Navigate Life Texas: Resources for kids with disabilities and special needs

Navigate Life Texas: Resources for kids with disabilities and special needs

When You Gaze Into the Abyss

06/10/2015 | Published by: A Mom

“Battle not with monsters, lest ye become a monster, and if you gaze into the abyss, the abyss gazes also into you.”

– Friedrich Nietzsche, Beyond Good and Evil

Nietzsche’s quote above has become very much a part of who I am. When you gaze into that abyss, it gazes back, and it tells you what you are made of. And, you know, you might be surprised that even in the midst of monsters, you can find your own heroism and the goodness of others. It’s a good thing to remember when you have a child go through a crisis.

Our abyss opened up a few years ago, when our beautiful, funny, smart sophomore in high school fell apart. It was right at the end of Christmas break, the other kids had left to their various homes, and B was very sad. We tried to get her to talk about it, but she just seemed to shrink into a shell. It was hard to understand, since she had always been excited about school and she had a large group of fun, quirky friends. It wasn’t until she committed a criminal act that we knew she was not just sad, but truly ill.

It would be months before we had a diagnosis of bipolar disease with atypical symptoms, and, by that time she was in the juvenile justice system. It was devastating for us. We had never had a child in trouble, never (that we knew of) had a child experiencing hallucinations or the terror of a mind that isn’t working the way that it should. We did not know a lawyer and did not understand the system, and our girl was arrested and taken away before we could even process what to do. She was locked up without seeing a lawyer or even very extensive questioning.

We had to work from behind, finding a lawyer, trying to build a case, and fighting to get her out of a detention facility where she was rapidly descending into full-blown psychosis (which was taken as “acting out” and punished). Before she finally found good treatment at a state hospital, she attempted suicide 22 times. She cut herself, painted with blood on her cell walls, cycled up and down in mood, and was, at one point, so overmedicated that she could not put a sentence together. We stared into that abyss and found that, as parents, we not only had voices, but that those voices could be effective. So for parents in crisis, here are some ways you can be there for your child:

  1. Do not be ashamed. Your child may have committed a crime, she may have done something awful at school, and he may have hurt himself or others, but he or she is still your child and still the person you know. Advocate, love, and see the whole person even if others cannot.
  2. Find help. Don’t be afraid to call people, to ask questions, and to seek help for your child. We live in a very rural area with few resources, so I think this website is amazing for helping you make those connections. Find them and use them. Take advantage of family support and therapy to help you cope with your child’s needs.
  3. Be strong. You might be told that your child is a liar, or that you are a bad parent, or that some kids are just bad. You do not have to accept that. Even if you have made mistakes, you do not have to accept that. Don’t let it deter you from advocating and making your case for your child.
  4. Pay attention. Keep records. Talk to your child as often as you are allowed to. Check on their stories; follow up with their doctors/superintendents/wardens/teachers (whatever system they are in). Make sure that you have your facts and present reasonable arguments. Keep presenting them even if you have to send them to an advocacy group or your state representative to get action. Don’t give up.
  5. Remember that almost everyone you deal with will have your child’s best interests at heart, even if they are entirely mistaken about those interests.

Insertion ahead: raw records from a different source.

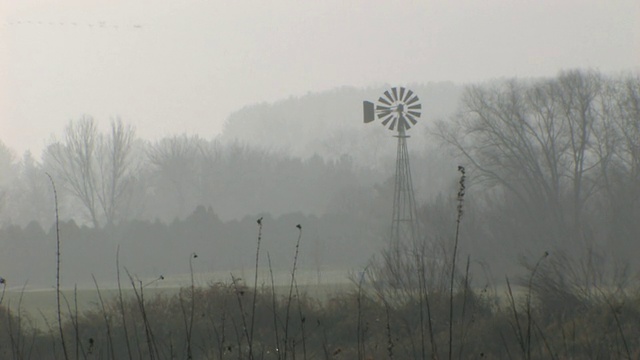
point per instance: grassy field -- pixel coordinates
(39, 304)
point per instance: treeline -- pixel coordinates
(104, 178)
(553, 163)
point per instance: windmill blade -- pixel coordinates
(395, 93)
(409, 93)
(386, 93)
(384, 101)
(385, 121)
(369, 113)
(412, 119)
(393, 125)
(414, 99)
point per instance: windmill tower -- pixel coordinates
(399, 109)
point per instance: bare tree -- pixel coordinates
(116, 168)
(543, 143)
(95, 168)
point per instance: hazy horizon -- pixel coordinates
(172, 68)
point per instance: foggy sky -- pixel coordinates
(172, 67)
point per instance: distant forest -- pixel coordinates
(553, 164)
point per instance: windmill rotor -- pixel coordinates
(398, 109)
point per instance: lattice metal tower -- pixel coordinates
(399, 109)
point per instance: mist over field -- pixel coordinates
(211, 180)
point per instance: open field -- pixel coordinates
(40, 303)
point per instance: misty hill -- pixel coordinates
(330, 123)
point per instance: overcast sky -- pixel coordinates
(171, 67)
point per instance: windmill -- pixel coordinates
(399, 109)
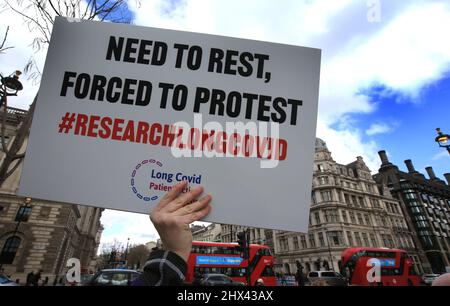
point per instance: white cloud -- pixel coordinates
(121, 225)
(441, 155)
(378, 128)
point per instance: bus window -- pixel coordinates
(268, 271)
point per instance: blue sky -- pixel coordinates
(385, 73)
(407, 125)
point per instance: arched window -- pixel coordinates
(287, 268)
(9, 250)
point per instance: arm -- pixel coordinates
(171, 218)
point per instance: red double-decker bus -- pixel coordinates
(225, 258)
(396, 267)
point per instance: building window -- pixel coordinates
(358, 239)
(335, 238)
(352, 217)
(346, 198)
(360, 220)
(317, 217)
(23, 214)
(365, 239)
(372, 240)
(9, 250)
(361, 202)
(326, 196)
(295, 241)
(303, 242)
(321, 240)
(323, 180)
(350, 238)
(375, 203)
(312, 241)
(284, 244)
(367, 219)
(344, 216)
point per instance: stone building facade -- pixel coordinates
(347, 210)
(210, 233)
(41, 235)
(426, 205)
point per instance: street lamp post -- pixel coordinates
(9, 86)
(443, 140)
(329, 251)
(19, 219)
(126, 251)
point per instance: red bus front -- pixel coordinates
(225, 258)
(395, 267)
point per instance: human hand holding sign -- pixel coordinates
(175, 212)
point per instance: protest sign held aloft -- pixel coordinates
(125, 112)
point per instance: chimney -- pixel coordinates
(431, 173)
(383, 157)
(410, 166)
(447, 177)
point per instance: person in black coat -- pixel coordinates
(171, 218)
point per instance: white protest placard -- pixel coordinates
(125, 112)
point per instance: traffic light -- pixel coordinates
(242, 242)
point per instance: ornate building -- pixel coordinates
(426, 204)
(41, 235)
(210, 233)
(347, 210)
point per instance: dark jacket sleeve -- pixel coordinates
(163, 268)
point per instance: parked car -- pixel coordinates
(428, 279)
(219, 280)
(6, 281)
(113, 277)
(327, 278)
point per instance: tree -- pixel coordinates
(40, 16)
(109, 253)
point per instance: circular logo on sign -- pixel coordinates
(140, 170)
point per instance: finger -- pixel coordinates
(184, 199)
(171, 194)
(196, 216)
(193, 207)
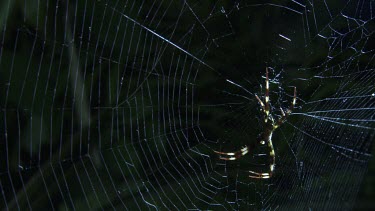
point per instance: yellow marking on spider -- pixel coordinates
(269, 128)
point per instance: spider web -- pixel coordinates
(120, 104)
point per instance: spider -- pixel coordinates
(270, 125)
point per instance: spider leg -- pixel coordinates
(267, 95)
(266, 104)
(233, 155)
(257, 175)
(285, 114)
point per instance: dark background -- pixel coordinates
(63, 63)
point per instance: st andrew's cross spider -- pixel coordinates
(270, 125)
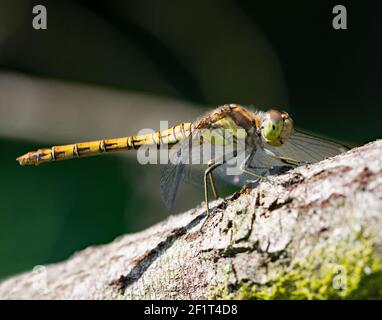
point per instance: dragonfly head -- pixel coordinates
(276, 127)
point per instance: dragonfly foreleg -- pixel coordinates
(212, 165)
(244, 166)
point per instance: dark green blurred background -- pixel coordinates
(110, 68)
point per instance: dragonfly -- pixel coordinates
(261, 143)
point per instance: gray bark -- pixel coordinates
(290, 237)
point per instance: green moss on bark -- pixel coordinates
(348, 270)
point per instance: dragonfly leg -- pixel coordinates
(246, 163)
(211, 166)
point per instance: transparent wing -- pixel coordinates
(307, 148)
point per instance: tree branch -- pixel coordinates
(312, 233)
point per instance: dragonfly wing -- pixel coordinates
(306, 148)
(189, 159)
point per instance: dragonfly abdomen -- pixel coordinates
(92, 148)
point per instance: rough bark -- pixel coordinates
(314, 232)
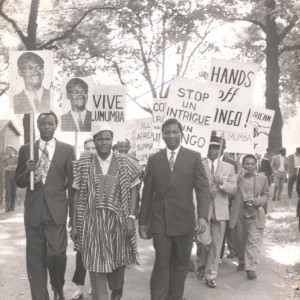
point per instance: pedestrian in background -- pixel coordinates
(280, 167)
(221, 177)
(247, 215)
(80, 272)
(9, 166)
(168, 213)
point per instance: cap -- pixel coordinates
(100, 126)
(216, 140)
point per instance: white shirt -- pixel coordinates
(31, 95)
(104, 164)
(50, 147)
(169, 153)
(210, 162)
(75, 116)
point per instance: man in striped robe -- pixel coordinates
(104, 212)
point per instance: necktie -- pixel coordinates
(43, 165)
(212, 169)
(80, 122)
(171, 160)
(36, 102)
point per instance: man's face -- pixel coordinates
(47, 127)
(33, 74)
(103, 143)
(172, 136)
(78, 97)
(9, 152)
(283, 152)
(213, 152)
(249, 165)
(89, 147)
(123, 147)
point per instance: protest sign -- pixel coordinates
(238, 142)
(77, 104)
(193, 103)
(109, 104)
(31, 81)
(144, 139)
(262, 119)
(236, 80)
(158, 116)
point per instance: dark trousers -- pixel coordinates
(115, 279)
(10, 190)
(291, 182)
(172, 257)
(46, 247)
(80, 272)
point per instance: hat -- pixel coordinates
(100, 126)
(216, 140)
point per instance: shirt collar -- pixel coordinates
(51, 143)
(108, 159)
(76, 114)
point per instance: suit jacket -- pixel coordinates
(221, 202)
(23, 106)
(260, 190)
(167, 198)
(275, 164)
(232, 162)
(68, 123)
(53, 190)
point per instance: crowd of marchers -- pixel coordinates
(185, 199)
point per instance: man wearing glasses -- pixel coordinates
(34, 98)
(78, 118)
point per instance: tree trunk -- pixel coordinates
(272, 82)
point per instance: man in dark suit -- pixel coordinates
(78, 118)
(34, 98)
(46, 207)
(167, 211)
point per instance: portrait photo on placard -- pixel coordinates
(31, 84)
(76, 104)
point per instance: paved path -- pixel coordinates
(273, 280)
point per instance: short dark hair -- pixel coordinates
(24, 57)
(125, 141)
(171, 122)
(111, 133)
(75, 82)
(249, 156)
(51, 113)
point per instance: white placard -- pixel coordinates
(236, 80)
(262, 120)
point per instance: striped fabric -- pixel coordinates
(102, 211)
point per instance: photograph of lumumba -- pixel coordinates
(76, 115)
(30, 86)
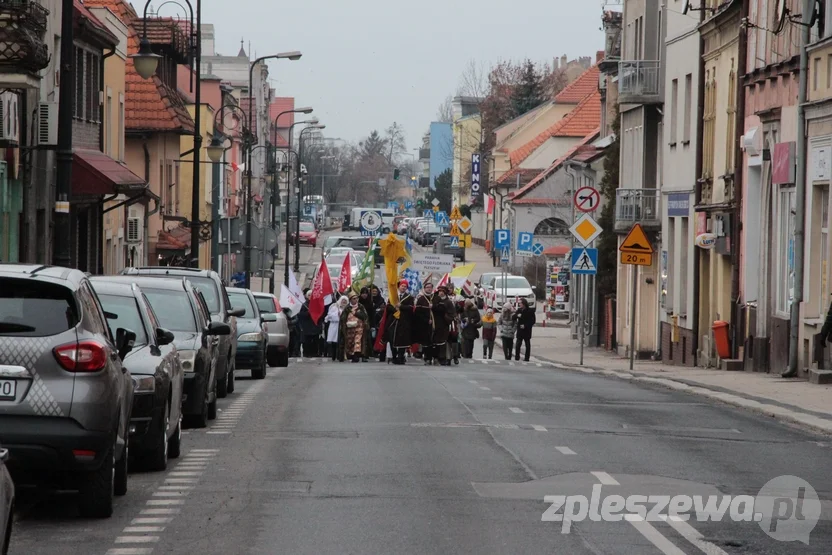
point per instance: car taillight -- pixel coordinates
(82, 356)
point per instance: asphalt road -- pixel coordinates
(326, 457)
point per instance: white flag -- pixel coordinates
(293, 285)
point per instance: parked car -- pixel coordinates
(458, 251)
(6, 503)
(216, 297)
(156, 415)
(515, 287)
(277, 353)
(181, 308)
(308, 234)
(252, 340)
(65, 396)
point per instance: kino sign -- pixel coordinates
(475, 176)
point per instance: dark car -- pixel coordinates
(210, 284)
(252, 340)
(156, 417)
(180, 308)
(65, 396)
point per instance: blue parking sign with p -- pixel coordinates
(502, 238)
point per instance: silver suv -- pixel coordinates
(65, 397)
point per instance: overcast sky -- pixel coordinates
(368, 63)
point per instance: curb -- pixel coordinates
(765, 407)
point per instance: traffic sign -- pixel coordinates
(587, 199)
(636, 242)
(465, 224)
(584, 261)
(524, 243)
(370, 222)
(636, 259)
(585, 230)
(502, 238)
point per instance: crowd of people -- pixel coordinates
(433, 325)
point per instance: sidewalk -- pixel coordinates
(788, 400)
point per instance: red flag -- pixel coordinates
(321, 288)
(345, 279)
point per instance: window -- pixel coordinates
(674, 107)
(688, 108)
(784, 279)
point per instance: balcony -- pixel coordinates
(23, 51)
(637, 206)
(639, 82)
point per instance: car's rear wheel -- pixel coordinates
(158, 459)
(95, 498)
(282, 359)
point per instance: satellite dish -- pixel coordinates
(781, 14)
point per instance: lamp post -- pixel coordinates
(146, 62)
(294, 55)
(315, 125)
(304, 110)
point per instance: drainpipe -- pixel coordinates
(700, 133)
(736, 220)
(800, 202)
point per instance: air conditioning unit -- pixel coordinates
(134, 230)
(48, 124)
(10, 131)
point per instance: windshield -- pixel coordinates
(35, 308)
(241, 300)
(173, 308)
(123, 312)
(209, 290)
(512, 282)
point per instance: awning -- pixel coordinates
(95, 173)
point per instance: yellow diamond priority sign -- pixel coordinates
(585, 230)
(465, 224)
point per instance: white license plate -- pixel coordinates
(8, 390)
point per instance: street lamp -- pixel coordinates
(293, 55)
(315, 125)
(146, 63)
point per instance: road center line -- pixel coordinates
(605, 478)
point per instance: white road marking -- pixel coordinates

Approaching everyone with this mindset helps you to make your case and promotes people listening. Don’t yell (Okay, so I yelled once or twice, but only in extreme situations.), but don’t be afraid to say that you are angry, and don’t be ashamed if you cry. It’s your child. You can grieve.
  6. Finally, believe in the future. My daughter is a junior in college. She’s doing very well (dean’s list, thank you). She has wonderful friends and she’s going to a comic-con (road trip!) in a couple of weeks. She’s wonderful, and we love her, and she knows that no matter what, we will never give up on her.

Don’t be afraid to look in that abyss. You’ll be amazed how much strength you have.